SoFi ended Q2 with over 4.3 million members, marking a 69% year-over-year increase. The company added 702,000 new products in Q2, ending the quarter with 6.6 million products. It raised full-year adjusted revenue and adjusted EBITDA guidance to reflect solid business momentum in the second half of 2022, especially in Q4.
Is SOFI Stock a Good Investment?
Following a recent meeting with SoFi’s CFO Chris Lapointe at Mizuho Securities’ Annual Software Summit, analyst Dan Dolev reiterated a Buy rating with a price target of $8. The analyst remains confident about the company’s “resilient business model & strong execution” based on several factors, including its high-FICO (high credit score) borrowers, hedging efforts to address rate hikes, and low loan losses and delinquency rates.
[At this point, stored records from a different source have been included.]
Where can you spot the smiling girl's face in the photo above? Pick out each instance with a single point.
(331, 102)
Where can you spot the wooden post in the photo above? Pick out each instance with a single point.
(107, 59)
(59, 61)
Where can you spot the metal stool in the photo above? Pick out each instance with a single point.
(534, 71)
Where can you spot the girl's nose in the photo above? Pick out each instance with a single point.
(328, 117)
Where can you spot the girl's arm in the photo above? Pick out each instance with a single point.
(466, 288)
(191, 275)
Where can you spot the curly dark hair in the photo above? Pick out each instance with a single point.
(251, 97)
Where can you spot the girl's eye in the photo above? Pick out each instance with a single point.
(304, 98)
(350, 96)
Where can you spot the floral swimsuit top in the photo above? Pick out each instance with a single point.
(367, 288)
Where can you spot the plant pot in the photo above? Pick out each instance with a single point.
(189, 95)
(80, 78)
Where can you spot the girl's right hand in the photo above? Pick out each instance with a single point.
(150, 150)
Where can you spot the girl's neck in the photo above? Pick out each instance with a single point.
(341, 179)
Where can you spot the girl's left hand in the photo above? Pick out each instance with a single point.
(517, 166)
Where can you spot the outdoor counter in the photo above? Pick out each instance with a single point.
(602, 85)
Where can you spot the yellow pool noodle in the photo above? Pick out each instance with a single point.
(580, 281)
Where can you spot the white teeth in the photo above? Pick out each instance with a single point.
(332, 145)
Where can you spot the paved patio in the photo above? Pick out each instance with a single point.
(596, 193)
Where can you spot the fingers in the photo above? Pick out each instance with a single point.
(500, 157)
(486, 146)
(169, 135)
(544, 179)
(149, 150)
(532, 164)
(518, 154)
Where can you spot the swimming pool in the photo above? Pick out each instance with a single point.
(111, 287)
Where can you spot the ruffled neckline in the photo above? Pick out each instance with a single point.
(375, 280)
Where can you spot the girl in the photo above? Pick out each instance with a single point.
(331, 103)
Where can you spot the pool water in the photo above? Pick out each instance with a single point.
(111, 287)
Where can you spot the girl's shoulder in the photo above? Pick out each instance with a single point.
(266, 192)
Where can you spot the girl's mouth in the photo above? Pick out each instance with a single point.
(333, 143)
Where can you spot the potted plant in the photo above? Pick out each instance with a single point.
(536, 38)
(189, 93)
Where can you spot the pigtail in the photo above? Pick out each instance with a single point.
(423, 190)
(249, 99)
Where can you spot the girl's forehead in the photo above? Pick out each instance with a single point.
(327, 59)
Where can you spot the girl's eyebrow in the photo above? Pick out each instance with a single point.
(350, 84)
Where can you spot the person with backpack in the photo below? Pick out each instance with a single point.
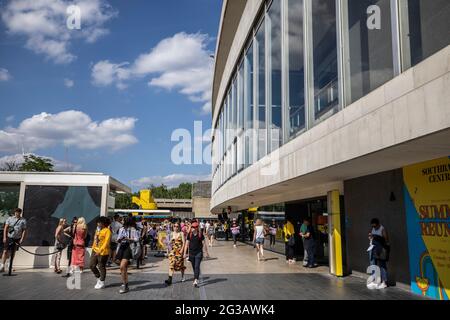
(209, 228)
(258, 239)
(60, 245)
(379, 251)
(195, 244)
(272, 233)
(309, 243)
(126, 236)
(235, 231)
(79, 245)
(13, 235)
(176, 255)
(69, 233)
(115, 227)
(100, 251)
(289, 240)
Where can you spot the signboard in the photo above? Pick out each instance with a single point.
(427, 202)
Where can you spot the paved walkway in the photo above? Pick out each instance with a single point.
(231, 273)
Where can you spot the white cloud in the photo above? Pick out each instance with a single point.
(4, 75)
(171, 180)
(181, 63)
(105, 73)
(58, 165)
(68, 128)
(43, 24)
(69, 83)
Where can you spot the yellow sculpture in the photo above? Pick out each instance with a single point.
(145, 200)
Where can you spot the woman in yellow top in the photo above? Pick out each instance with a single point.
(100, 251)
(289, 240)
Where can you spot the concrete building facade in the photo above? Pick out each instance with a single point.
(344, 102)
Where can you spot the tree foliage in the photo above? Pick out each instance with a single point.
(183, 191)
(34, 163)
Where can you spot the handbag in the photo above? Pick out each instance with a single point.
(136, 250)
(291, 241)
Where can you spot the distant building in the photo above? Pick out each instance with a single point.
(201, 199)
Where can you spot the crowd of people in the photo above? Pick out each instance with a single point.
(123, 240)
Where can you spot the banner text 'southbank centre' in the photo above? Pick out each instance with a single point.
(339, 110)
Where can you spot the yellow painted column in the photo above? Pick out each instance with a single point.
(335, 234)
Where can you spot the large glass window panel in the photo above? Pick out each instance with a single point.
(274, 30)
(47, 204)
(234, 105)
(9, 200)
(240, 152)
(241, 96)
(261, 86)
(426, 28)
(325, 67)
(369, 46)
(296, 103)
(248, 92)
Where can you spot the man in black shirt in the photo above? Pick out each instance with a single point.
(309, 243)
(195, 243)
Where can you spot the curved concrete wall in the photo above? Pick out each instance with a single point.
(405, 121)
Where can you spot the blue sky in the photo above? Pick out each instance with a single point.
(110, 94)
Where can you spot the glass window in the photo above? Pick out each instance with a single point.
(241, 96)
(296, 103)
(369, 46)
(426, 29)
(324, 56)
(261, 86)
(9, 200)
(248, 92)
(47, 204)
(240, 114)
(234, 105)
(274, 29)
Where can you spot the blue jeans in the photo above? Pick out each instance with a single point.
(310, 248)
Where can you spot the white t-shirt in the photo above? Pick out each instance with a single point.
(378, 232)
(259, 232)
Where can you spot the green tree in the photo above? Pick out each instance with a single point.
(183, 191)
(10, 166)
(123, 201)
(34, 163)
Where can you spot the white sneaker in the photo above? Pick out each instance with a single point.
(100, 285)
(372, 286)
(381, 286)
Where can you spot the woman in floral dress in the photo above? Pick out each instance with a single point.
(176, 259)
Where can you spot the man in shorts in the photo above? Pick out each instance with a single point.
(13, 234)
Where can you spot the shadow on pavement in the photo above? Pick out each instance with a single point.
(212, 281)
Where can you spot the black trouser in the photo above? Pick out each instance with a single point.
(69, 254)
(98, 265)
(195, 261)
(289, 251)
(272, 239)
Dolev also highlighted the ability of Galileo’s (a payment processing platform that SoFi acquired in 2020) transaction-based pricing model to offer protection against a weaker economy and renewed opportunities in student loan refinancing.
Overall, the Street’s Moderate Buy consensus rating on SoFi Technologies stock is based on six Buys and three Holds. The average SOFI stock price target of $8.38 implies 68% upside potential. Shares have tanked 68.4% year-to-date.
Meanwhile, hedge funds are using the pullback in SOFI stock to build their positions and bought 15.3 million shares in the past quarter. Consequently, SoFi stock has a Very Positive Hedge Fund Confidence Signal on TipRanks.
SoFi’s bank charter, the upcoming end of the student loan moratorium, the company’s growing customer base, and innovative solutions make it an attractive long-term pick. However, conservative investors might look for more clarity in the upcoming quarterly results and be cautious due to macro uncertainty as well as the fact that the company is not yet profitable on a GAAP basis.